Paper: Proactive Defense Benchmark against Deepfake Generation
Authors: Joonhyuk Baek, Wonjune Seo, Jae-yun Kim, Saerom Park, Hoki Kim
Venue: ICML 2026
Introduction
Deepfakes are generative-model-based forgeries of a person’s face, expression, or voice. They sit at the center of a growing class of social harms — political disinformation, non-consensual synthetic media, defamation, identity impersonation — and have become one of the most urgent problems in AI security.
The first wave of countermeasures was post-hoc detection: classifiers that distinguish real from synthetic media after a deepfake has been produced. Detection has been studied broadly, but it is fundamentally reactive — by the time an image is detected, it has typically already circulated, and the social harm has already occurred.
This limitation motivated Proactive Defense, which adds an imperceptible adversarial perturbation to a clean image before the user releases it, so that any deepfake generator that subsequently consumes the image produces an output that is visibly broken or whose identity has been disrupted. Proactive defense aims to prevent the deepfake from being created in the first place — a level of protection that detection alone cannot provide.
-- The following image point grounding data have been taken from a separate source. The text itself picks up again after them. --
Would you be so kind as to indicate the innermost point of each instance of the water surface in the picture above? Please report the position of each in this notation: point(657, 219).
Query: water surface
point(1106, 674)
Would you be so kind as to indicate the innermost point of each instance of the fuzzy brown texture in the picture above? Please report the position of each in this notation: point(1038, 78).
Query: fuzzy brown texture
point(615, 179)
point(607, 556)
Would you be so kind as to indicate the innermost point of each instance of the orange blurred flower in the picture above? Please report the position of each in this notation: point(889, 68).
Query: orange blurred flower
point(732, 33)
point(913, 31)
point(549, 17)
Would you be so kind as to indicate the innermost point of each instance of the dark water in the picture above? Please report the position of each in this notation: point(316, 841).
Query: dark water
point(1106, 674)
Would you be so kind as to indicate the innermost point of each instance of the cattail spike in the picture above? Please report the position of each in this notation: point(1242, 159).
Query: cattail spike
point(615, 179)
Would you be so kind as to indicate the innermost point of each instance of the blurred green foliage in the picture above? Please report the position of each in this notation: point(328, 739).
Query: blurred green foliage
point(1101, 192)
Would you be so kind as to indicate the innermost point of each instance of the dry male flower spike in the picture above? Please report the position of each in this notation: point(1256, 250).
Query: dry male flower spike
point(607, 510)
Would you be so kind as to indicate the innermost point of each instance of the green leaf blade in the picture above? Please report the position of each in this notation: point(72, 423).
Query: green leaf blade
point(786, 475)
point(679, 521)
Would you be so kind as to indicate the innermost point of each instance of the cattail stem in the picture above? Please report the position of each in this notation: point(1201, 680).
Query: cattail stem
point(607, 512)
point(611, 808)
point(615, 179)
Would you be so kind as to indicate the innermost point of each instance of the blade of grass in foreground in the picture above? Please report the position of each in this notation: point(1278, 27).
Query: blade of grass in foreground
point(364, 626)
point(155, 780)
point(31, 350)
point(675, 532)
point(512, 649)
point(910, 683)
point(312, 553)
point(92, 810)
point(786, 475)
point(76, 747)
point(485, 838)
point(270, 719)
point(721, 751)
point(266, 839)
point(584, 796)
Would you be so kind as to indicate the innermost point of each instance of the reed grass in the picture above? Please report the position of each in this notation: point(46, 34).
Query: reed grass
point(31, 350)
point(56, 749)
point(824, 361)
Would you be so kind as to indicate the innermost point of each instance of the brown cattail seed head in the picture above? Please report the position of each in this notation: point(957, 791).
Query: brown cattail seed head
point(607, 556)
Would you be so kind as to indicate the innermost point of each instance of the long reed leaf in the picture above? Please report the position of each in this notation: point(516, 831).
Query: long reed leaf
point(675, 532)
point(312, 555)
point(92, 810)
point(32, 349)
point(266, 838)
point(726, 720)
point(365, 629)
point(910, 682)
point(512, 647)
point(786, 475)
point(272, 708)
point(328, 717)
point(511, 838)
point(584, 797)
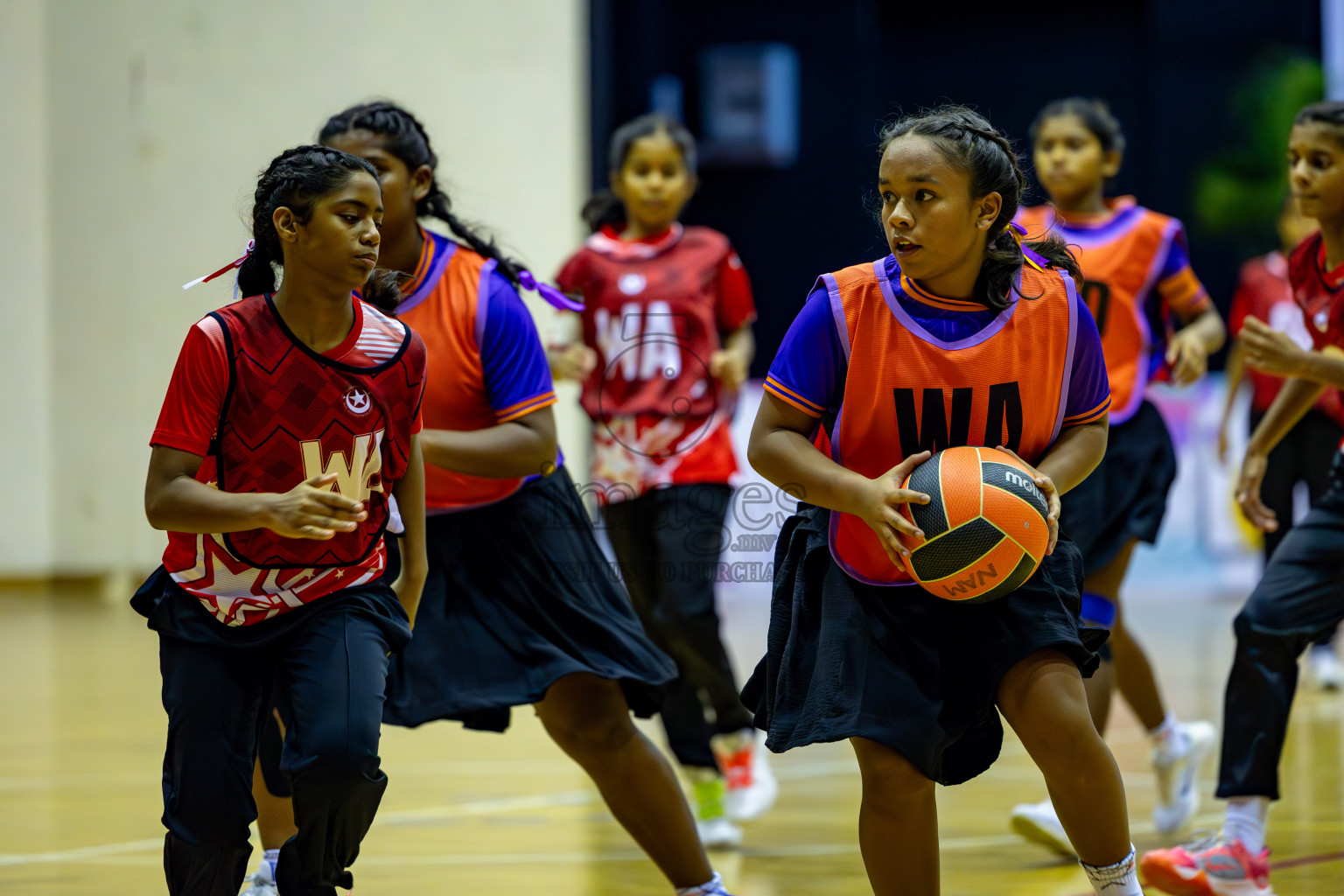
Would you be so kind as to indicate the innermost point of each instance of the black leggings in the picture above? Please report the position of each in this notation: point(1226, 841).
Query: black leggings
point(1300, 597)
point(668, 543)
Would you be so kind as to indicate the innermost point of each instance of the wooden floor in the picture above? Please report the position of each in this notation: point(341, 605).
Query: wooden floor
point(80, 739)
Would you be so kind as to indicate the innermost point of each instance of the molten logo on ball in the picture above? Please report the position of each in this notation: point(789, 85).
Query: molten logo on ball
point(984, 527)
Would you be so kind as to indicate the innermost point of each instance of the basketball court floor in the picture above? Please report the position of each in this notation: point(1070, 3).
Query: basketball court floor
point(82, 737)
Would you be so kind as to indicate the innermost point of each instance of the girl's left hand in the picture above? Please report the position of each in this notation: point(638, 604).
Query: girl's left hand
point(1047, 488)
point(730, 368)
point(1187, 356)
point(408, 589)
point(1269, 351)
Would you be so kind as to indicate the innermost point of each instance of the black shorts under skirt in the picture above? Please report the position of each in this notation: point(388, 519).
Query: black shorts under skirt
point(898, 665)
point(1125, 497)
point(518, 597)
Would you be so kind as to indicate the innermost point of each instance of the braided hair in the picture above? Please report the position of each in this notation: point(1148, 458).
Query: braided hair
point(1329, 113)
point(972, 145)
point(296, 178)
point(406, 138)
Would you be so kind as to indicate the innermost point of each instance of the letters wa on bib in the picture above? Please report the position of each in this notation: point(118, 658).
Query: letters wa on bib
point(889, 369)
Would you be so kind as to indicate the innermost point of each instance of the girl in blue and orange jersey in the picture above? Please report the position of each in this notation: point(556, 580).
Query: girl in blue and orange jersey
point(667, 335)
point(1136, 278)
point(288, 427)
point(917, 682)
point(518, 609)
The paper, however, raises a critical question:
“Have existing proactive defenses ever been compared fairly?”
Over the past five years, methods such as PGD, Disrupting, DF-RAP, Anti-Forgery, Latent Attack, SCOL, and NullSwap have been proposed under heterogeneous evaluation regimes — different generators, different datasets, different metrics, different post-processing assumptions. As a consequence, no consistent picture exists of which defense works under which threat model.
The figure above evaluates five proactive defenses against the same SimSwap pipeline along six metrics. A defense that excels at LPIPS may collapse on ROB; another that wins on MSE may fail on TE. Single-metric evaluation can essentially flip every conclusion.
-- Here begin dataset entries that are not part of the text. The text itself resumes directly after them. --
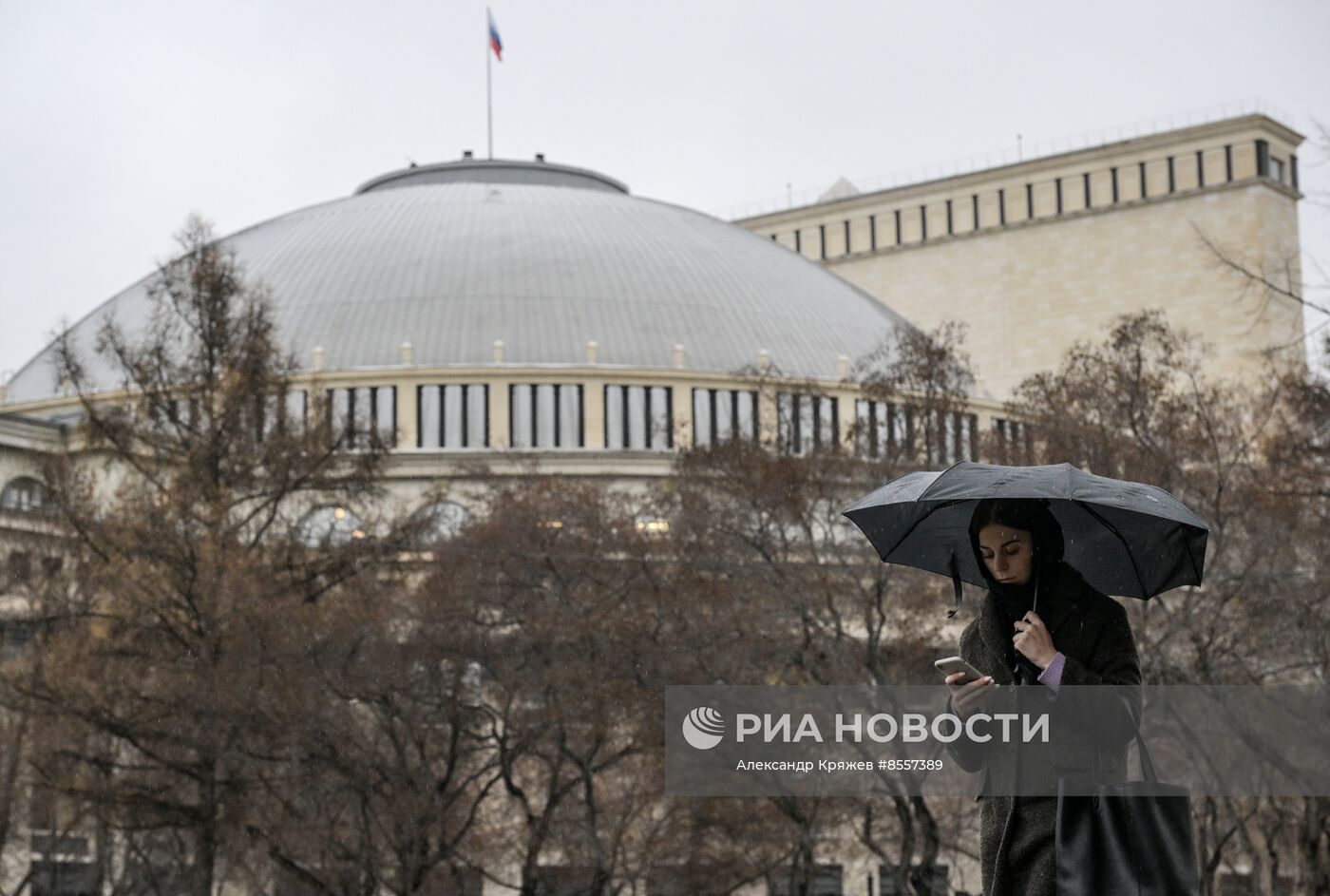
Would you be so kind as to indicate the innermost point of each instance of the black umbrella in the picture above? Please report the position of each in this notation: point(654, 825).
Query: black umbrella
point(1126, 539)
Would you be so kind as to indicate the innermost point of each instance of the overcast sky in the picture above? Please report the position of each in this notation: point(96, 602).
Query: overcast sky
point(120, 119)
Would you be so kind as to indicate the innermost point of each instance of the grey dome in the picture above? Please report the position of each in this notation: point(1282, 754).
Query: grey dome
point(542, 257)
“Proactive Defense Benchmark against Deepfake Generation”, accepted to ICML 2026, addresses this gap with the first unified benchmark and a new evaluation metric that allow proactive defenses to be compared fairly.
Preliminary
Formalization
The general proactive-defense objective can be written as follows. Let \(\mathbf{x}\) denote a clean image, \(f\) a perturbation function, and \(G\) a deepfake generator:
\[\max_f \; \mathcal{L}\big(G(\mathbf{x}), \, G(f(\mathbf{x}))\big) \quad \text{s.t.} \quad d(\mathbf{x}, f(\mathbf{x})) \le \epsilon.\]The defender maximizes the generator-output divergence \(\mathcal{L}\) subject to a perceptual-distance constraint \(d \le \epsilon\) that keeps the perturbation invisible.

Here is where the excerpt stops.